Toro Bill Jr. was a second-generation wrestler in this long-time lucha libre building. The original Toro Bill wrestled in the arena in the mid-80s until the 00s, and was still active as of last year. The young Toro Bill Jr. appears to have started in Arena Puebla in 2005 and the father and son team for a time. Arena Puebla is a CMLL-owned building, one of four lucha libre buildings they still run, with the main show of the week taking place every Monday for the last few decades. Toro Bill Jr. regularly appeared as an early match rudo and was frequently seen when CMLL televised and streamed the show in the 2010s. Both Toro Bill Sr. and Toro Bill Jr. are heavy-set men, the father more than the son.
(Reports differ on Toro Bill’s age. His facebook lists his birthday as May 29, 1986, which would make him 35 and the start of his Arena Puebla career at 18. I do not have his real name.)
Toro Bill Jr.’s best run during the Arena Puebla streaming period was as part of La Batillon de la Muerte, a Mexican revolutionary-themed team with Rey Apocalipsis and second Adelita, forming to 2014. The two were a well working rudo and colorful team with Apocalipsis bringing most of the charisma, and got over pretty well for a time. Unfortunately, CMLL appears to see most local Puebla luchadors simply as bodies to fill out the first couple of matches. Few are ever pushed, even versus each other. CMLL recognized the act was over enough to bring the act to Mexico City for an interview on their Informa talk show, something typically only done if they’re going to use the wrestlers in Arena Mexico, but that was it. They didn’t get much to do in Arena Puebla either, which would’ve been so easy to do. There was definitely something there that felt like it connected with the crowd and could’ve gone a lot farther, CMLL just didn’t seem interested in it.
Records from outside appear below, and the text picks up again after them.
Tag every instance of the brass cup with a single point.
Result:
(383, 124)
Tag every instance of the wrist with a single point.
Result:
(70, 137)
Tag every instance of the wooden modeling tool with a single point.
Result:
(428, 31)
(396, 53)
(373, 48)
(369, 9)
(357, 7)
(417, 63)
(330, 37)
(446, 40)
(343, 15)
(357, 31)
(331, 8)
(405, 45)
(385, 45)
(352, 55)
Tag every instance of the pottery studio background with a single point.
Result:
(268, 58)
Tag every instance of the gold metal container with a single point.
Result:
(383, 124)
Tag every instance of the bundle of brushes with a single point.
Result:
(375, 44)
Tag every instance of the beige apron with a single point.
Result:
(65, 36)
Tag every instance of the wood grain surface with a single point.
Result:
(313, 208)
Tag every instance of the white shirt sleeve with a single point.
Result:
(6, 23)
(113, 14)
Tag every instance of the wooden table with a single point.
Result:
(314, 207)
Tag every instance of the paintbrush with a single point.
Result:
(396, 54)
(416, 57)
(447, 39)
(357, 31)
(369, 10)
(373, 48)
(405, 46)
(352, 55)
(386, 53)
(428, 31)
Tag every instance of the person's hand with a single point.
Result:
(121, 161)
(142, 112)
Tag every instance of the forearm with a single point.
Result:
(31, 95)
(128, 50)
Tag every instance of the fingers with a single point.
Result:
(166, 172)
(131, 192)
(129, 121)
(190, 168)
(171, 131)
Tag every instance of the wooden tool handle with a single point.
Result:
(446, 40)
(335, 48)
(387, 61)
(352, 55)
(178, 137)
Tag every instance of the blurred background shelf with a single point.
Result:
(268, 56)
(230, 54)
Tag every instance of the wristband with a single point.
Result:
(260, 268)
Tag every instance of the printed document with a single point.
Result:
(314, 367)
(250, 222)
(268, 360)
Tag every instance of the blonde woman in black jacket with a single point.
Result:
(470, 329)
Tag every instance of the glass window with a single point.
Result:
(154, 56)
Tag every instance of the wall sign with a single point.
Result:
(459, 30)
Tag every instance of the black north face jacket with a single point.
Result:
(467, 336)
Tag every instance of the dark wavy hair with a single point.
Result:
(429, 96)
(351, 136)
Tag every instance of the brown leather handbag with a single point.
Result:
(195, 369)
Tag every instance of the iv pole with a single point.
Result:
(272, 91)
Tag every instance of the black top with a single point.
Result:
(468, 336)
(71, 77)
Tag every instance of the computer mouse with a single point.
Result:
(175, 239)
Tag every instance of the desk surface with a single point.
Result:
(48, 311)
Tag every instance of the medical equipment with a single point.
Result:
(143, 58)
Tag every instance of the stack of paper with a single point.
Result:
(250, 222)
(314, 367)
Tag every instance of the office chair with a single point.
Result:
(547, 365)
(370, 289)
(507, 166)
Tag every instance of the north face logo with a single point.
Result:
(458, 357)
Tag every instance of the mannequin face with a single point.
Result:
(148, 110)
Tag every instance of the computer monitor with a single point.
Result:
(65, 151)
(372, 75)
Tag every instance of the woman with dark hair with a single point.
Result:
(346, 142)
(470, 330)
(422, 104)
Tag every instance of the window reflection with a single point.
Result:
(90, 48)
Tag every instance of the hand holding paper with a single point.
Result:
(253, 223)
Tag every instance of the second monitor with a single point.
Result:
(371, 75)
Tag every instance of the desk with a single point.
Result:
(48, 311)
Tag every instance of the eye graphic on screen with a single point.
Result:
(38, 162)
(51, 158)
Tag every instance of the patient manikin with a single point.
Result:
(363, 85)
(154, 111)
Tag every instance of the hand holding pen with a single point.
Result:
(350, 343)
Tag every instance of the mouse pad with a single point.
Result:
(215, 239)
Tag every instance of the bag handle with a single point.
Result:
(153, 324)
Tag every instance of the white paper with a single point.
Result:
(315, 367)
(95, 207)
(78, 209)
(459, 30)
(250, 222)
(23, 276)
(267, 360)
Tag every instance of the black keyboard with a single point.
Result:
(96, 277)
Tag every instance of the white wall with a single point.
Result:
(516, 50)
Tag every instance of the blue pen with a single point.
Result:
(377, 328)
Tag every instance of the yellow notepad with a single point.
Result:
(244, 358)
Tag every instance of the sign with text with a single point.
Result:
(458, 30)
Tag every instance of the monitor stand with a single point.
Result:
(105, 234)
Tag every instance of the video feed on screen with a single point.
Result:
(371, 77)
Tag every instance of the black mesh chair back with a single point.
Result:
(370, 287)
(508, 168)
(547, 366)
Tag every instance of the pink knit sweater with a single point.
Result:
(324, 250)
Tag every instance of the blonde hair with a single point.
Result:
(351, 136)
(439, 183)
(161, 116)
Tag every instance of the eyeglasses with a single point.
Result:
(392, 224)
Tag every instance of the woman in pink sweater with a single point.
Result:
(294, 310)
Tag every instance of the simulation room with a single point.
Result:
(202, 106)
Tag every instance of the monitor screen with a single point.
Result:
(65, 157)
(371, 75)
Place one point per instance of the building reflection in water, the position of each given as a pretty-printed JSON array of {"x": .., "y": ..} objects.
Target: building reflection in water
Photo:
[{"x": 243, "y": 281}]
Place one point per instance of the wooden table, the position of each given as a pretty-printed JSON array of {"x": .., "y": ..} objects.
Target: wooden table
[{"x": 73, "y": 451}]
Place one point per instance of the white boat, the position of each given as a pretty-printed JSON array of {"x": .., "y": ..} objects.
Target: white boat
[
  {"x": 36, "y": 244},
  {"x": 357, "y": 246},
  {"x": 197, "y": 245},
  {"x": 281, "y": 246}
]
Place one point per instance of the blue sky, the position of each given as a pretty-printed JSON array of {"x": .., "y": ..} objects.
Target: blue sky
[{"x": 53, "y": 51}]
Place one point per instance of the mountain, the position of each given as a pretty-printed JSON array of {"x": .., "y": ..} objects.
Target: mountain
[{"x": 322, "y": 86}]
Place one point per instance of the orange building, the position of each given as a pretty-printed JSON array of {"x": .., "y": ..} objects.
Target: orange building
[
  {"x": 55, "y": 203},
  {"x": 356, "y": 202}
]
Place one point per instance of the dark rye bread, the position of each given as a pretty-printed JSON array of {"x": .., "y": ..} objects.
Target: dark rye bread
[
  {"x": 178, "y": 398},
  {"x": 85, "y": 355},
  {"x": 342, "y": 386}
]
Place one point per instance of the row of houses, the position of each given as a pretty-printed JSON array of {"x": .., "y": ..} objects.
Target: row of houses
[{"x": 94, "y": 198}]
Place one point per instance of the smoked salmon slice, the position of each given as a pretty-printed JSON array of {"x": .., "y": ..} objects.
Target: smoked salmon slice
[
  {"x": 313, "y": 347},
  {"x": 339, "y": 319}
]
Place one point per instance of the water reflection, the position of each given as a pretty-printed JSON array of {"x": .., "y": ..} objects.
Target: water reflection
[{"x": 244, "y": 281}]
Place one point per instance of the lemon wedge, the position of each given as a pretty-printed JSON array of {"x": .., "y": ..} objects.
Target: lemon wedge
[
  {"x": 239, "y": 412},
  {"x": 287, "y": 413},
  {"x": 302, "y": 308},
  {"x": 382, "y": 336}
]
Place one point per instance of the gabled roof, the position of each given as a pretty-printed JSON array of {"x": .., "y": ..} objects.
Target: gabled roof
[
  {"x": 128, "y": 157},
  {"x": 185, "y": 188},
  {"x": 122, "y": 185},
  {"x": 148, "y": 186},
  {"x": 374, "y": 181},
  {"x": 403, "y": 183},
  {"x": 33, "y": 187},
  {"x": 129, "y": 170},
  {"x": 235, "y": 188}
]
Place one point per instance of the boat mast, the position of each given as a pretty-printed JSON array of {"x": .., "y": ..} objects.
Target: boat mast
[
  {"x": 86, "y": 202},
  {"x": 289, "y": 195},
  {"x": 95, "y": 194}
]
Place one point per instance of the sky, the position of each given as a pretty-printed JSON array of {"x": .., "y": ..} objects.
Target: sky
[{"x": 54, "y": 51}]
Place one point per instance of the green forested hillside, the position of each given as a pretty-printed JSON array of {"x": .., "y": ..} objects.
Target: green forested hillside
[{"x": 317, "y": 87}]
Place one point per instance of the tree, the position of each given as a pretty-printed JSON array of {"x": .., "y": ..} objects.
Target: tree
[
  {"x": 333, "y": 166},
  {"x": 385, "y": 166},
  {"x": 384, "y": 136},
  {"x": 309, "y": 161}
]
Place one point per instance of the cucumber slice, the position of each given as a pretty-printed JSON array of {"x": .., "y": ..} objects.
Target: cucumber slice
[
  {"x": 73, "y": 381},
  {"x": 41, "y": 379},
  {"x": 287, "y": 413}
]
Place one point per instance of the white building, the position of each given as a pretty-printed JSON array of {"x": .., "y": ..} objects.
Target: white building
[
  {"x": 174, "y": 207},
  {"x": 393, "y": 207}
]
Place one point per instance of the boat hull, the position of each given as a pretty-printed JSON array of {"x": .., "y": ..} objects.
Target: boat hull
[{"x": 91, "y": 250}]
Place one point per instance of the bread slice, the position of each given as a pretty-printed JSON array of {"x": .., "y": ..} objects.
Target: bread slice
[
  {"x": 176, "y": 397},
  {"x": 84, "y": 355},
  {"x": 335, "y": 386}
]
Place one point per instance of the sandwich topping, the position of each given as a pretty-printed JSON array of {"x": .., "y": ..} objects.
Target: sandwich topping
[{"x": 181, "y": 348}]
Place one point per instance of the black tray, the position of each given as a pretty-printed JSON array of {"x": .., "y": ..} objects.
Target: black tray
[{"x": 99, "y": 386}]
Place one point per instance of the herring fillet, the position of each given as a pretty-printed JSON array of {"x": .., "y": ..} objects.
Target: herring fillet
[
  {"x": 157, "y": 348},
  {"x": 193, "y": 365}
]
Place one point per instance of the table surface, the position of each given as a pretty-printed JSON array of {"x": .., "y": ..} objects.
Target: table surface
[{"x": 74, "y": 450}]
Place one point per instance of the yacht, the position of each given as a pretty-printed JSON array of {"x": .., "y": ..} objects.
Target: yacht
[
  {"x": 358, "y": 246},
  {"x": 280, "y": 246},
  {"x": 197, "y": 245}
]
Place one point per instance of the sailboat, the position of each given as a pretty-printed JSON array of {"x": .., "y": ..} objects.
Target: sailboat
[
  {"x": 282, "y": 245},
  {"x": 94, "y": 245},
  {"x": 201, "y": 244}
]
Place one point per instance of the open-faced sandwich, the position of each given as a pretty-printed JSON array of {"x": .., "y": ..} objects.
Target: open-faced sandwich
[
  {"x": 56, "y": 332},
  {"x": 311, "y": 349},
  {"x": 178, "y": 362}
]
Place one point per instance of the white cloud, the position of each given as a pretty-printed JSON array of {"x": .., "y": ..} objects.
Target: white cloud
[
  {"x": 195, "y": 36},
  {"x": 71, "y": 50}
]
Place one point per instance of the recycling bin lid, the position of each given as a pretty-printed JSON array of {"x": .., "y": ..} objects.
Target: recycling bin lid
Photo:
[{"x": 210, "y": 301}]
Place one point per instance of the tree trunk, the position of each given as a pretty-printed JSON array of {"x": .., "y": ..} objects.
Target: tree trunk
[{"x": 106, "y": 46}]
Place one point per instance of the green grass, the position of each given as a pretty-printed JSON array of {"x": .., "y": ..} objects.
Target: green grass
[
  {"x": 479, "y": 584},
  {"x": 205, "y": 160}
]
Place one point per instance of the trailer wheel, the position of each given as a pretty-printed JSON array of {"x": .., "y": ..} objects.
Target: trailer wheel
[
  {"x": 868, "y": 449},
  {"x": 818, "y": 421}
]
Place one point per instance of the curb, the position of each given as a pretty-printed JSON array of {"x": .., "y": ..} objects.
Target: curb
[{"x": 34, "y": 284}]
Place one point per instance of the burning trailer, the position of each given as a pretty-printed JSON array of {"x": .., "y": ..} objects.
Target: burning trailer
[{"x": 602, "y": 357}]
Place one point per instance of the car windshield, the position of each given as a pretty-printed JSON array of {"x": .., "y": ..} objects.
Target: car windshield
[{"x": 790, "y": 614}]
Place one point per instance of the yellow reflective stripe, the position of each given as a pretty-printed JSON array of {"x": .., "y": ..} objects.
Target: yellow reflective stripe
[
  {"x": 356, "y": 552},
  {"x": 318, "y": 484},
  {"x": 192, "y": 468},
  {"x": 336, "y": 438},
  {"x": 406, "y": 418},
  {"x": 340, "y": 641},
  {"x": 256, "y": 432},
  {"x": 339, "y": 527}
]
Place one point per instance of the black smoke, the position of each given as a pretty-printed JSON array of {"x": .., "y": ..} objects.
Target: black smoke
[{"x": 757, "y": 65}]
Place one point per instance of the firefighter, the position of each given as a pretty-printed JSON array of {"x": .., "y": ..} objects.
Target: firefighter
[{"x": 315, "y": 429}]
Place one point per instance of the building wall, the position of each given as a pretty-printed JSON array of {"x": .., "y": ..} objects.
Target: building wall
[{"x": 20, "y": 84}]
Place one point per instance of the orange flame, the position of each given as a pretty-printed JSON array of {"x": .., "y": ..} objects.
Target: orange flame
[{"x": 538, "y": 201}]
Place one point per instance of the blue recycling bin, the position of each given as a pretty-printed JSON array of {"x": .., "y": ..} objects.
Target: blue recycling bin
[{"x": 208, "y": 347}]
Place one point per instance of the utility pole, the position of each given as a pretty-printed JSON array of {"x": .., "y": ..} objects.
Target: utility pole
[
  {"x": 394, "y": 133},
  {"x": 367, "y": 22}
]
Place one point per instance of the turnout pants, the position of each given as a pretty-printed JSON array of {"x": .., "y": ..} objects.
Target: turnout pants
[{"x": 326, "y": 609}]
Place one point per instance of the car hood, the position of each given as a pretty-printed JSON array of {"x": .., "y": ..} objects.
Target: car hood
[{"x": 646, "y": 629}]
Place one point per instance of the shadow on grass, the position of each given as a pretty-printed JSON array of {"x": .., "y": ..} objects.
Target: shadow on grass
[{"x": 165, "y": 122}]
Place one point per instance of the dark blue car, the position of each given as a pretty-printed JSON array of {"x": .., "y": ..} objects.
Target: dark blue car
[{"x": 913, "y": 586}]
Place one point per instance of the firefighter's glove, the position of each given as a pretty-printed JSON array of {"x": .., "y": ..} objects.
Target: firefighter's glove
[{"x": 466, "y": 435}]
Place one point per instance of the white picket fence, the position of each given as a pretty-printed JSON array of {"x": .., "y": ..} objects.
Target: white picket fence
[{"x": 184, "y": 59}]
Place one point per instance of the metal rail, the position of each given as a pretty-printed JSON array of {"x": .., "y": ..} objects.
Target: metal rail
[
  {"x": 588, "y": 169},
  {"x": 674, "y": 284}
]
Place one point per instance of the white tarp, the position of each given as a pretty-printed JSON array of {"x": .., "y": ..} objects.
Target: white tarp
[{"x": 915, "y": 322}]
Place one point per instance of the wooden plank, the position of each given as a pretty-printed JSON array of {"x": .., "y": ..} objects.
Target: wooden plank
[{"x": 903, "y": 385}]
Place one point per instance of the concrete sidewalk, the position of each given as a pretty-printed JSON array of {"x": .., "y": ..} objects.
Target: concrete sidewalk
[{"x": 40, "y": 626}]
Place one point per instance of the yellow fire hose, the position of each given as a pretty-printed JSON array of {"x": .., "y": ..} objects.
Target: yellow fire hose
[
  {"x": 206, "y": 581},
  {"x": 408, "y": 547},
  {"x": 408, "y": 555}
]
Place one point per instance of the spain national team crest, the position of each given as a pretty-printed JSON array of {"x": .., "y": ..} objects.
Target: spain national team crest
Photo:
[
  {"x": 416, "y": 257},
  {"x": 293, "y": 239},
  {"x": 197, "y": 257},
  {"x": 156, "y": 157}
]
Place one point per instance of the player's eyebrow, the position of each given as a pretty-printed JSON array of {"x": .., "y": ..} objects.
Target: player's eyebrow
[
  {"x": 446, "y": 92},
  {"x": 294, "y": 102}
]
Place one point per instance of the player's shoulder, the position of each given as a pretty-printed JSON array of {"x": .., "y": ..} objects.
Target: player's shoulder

The shine wore off the duo when they were stuck in the same place for so long and then Apocalipsis & Bill were suddenly no longer teaming with each other in early 2017. There was no breakup angle, they were just suddenly in different matches if they were even both booked. They reunited for a match in 2018 and occasionally since, though neither man gave much of an explanation as to why they stopped teaming. They continued to team on shows outside of Arena Puebla, including coming to the Mexico City arena on Lucha Memes cards. It seemed like a specific CMLL/Arena Puebla restriction that the two were not to be a regular team.
Toro Bill Jr. also wrestled on independent shows in Puebla. He was a frequent participant of “La Liga de la Justicia”, which appears to be a lot of Arena Puebla regulars bringing in Mexico City independent talent to have the sorts of big matches they weren’t getting to have in their home arena. Toro Bill Jr. also made a surprise appearance on the 2019-12-03 Arena Mexico show, filling in a Copa Junior block for a missing Super Astro Jr. He didn’t go far in the tournament but looked fine, and it’s another one of those things where maybe he would’ve gotten another chance if the pandemic didn’t come around a few months later.
A traffic accident last week (April 18) caused the road from Mexico City to be cut off and prevented from making that Arena Puebla show. Toro Bill Jr. filled in the semi-main as a result. My records are far from complete, but it’s the highest I have him working on an Arena Puebla show. He seemed thrilled with the opportunity. Saturday on his public Facebook page, Toro Bill Jr. wrote a long post about the evolution of the mask and all the people who’d helped train him over the years, thanking them for helping him on his journey. It’d be one of the last posts he’d get to make.
Toro Bill Jr. is the third wrestler in the extended CMLL family to pass away in the last six weeks, following Black Warrior Jr. (training injury leading to death months later) on March 17th and Raziel (heart attack/car accident) on April 4th. Toro Bill Jr. is the second active Arena Puebla local luchador to pass away in the last couple of years, with Puebla luchador Ares el Guerrero (unconfirmed COVID related) passing in June 2020.